Resistive switching in TiO2-based metal–insulator–metal structures with Al2O3 barrier layer at the metal/dielectric interface

• Pt/Al2O3/TiO2/TiN bilayer structures were prepared using atomic layer deposition.
• Two-step forming process led to stable repetitive bipolar resistive switching.
• Switching parameters could be effectively tuned by current compliance during SET.
• Endurance of 104 pulses was obtained for structures with 3 & 4 nm of Al2O3.
• Switching takes place in Al2O3 while TiO2 acts as an oxygen vacancy reservoir.
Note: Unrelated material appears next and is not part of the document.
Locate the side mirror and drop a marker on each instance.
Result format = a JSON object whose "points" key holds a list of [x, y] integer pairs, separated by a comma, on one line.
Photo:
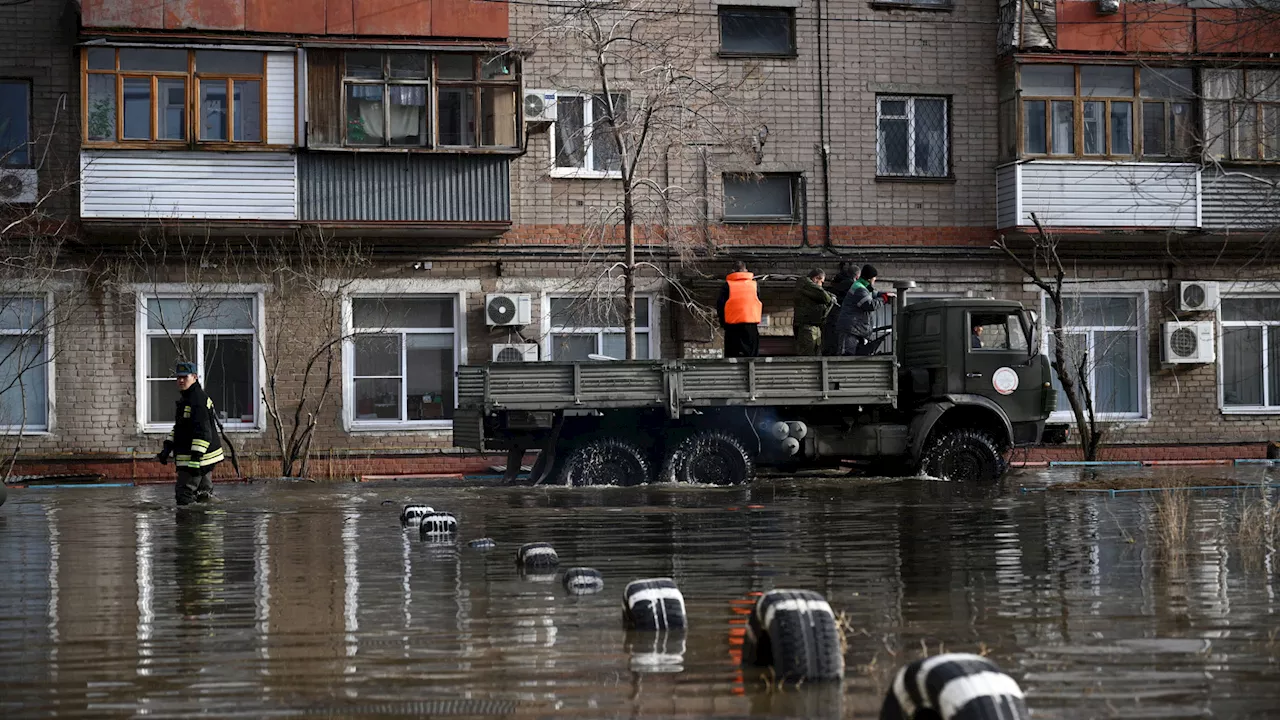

In this work we systematically study the effect of the Al2O3 barrier layer thickness on the resistive switching properties of Al2O3/TiO2 bilayer grown by atomic layer deposition in the Pt/Al2O3/TiO2/TiN stacks. It was found that an Al2O3 layer of a certain thickness is essential to stabilize the resistive switching parameters while these can be further tuned by current compliance during SET. A two-step forming process was required to achieve stable repetitive bipolar switching loops. The endurance of 104 readings of alternating resistance states was obtained for structures with 3 and 4 nm of Al2O3 during pulsed measurements. Forming was performed also at elevated temperatures using constant voltage stress. It was found that the switching is filamentary and happens in the Al2O3 layer while TiO2 is acting as an oxygen vacancy reservoir.